Poetry and love form a perennial artistic partnership. It began with primitive bards scratching their first graffiti in underground caves and it has continued to this day and age of electronic phenomena and horrific climatic change.

It is not a sedentary partnership but is more of a cool vehicle one either drives resolutely to romantic eternity or on which one simply prefers to get an easy ride. Whichever way the poet decides, it is always a live wire that both shocks and pampers the soul, a massive paradox that has entertained and challenged countless generations. As a medium, poetry is a survivor and much of the credit goes to the wondrous avenues it provides in the search and confirmation of love destinations, love destinies and love conundrums.

Joanne Bugeja makes no bones about her affinity with romantic torrents and tribulations. Hers is an incredibly powerful shrill that leaves the reader not only wanting to discover more, but also caught in a poetic experience of hurricane force. She is a fashionista who is not afraid to bare her soul, clothes and all, by way of declaring her heart’s dictat. In her pulsating verse, she is at times trotting down the catwalk, at others gently sending out sensuous messages of comfort and personal awareness.

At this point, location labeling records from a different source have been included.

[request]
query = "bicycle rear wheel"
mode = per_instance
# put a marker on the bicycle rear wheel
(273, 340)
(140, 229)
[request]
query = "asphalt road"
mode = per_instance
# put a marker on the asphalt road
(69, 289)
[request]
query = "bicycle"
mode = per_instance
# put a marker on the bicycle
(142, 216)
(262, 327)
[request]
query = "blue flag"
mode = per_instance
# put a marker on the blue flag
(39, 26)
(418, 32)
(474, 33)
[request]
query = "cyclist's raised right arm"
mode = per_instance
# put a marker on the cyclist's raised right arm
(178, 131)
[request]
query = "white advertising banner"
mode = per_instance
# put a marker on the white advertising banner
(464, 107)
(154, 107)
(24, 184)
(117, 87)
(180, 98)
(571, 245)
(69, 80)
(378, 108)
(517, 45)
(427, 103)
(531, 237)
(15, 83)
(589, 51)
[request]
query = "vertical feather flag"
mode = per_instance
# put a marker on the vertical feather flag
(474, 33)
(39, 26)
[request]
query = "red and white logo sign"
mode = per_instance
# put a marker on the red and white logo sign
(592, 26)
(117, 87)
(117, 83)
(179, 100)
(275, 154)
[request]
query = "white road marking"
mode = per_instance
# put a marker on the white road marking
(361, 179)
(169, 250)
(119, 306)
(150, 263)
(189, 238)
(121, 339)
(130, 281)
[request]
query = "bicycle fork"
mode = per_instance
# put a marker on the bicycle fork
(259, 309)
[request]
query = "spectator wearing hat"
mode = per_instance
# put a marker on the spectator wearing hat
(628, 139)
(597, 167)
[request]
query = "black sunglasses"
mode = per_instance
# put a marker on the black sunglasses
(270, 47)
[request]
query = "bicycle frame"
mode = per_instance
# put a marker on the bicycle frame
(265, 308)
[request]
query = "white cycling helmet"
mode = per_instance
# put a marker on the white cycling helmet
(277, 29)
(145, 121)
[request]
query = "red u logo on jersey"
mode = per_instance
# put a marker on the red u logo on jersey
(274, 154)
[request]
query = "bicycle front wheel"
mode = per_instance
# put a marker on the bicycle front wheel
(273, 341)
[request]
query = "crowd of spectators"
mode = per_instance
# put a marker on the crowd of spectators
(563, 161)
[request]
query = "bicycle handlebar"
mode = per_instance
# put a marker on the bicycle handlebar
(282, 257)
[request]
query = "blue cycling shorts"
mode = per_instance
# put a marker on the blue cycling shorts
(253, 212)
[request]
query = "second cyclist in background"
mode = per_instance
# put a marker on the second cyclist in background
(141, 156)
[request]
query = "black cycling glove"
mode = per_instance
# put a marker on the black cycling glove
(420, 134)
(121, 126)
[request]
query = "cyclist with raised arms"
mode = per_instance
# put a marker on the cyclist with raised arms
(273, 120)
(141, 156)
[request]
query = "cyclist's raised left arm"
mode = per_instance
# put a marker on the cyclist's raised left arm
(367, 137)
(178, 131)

It really is the love turmoil that occurs across her artistic G spot, pushing her into tougher battles, better compromises and keener situations. There is a strange, eclectic feeling to this small, delightful collection of love poetry. Bugeja comes out as the Muhammad Ali, in drag, of the genre in the spirit of “float like a butterfly, sting like a bee.”

There is also a distinct musicality to Bugeja’s poetry, again sometimes interrupted by the sound of the boxing-ring bell that, for her, offers some respite and the joy of rejuvenation.

Recipe for female readers only? Hardly. Male readers will find ways of identifying with the poet and her musings, each in his own manner, but the poems in “Confessions of a Burning Soul” will instigate, challenge and threaten either sex.

For her relatively young age, Joanne Bugeja offers such an intriguing potpourri of emotions one finds it difficult at first to cope with it all, but in just forty-nine pages, one manages to become a part of this idyllic transformation that happens with love every time it is taken, as it has always been taken through the centuries, as the poet’s unique artistic pendulum.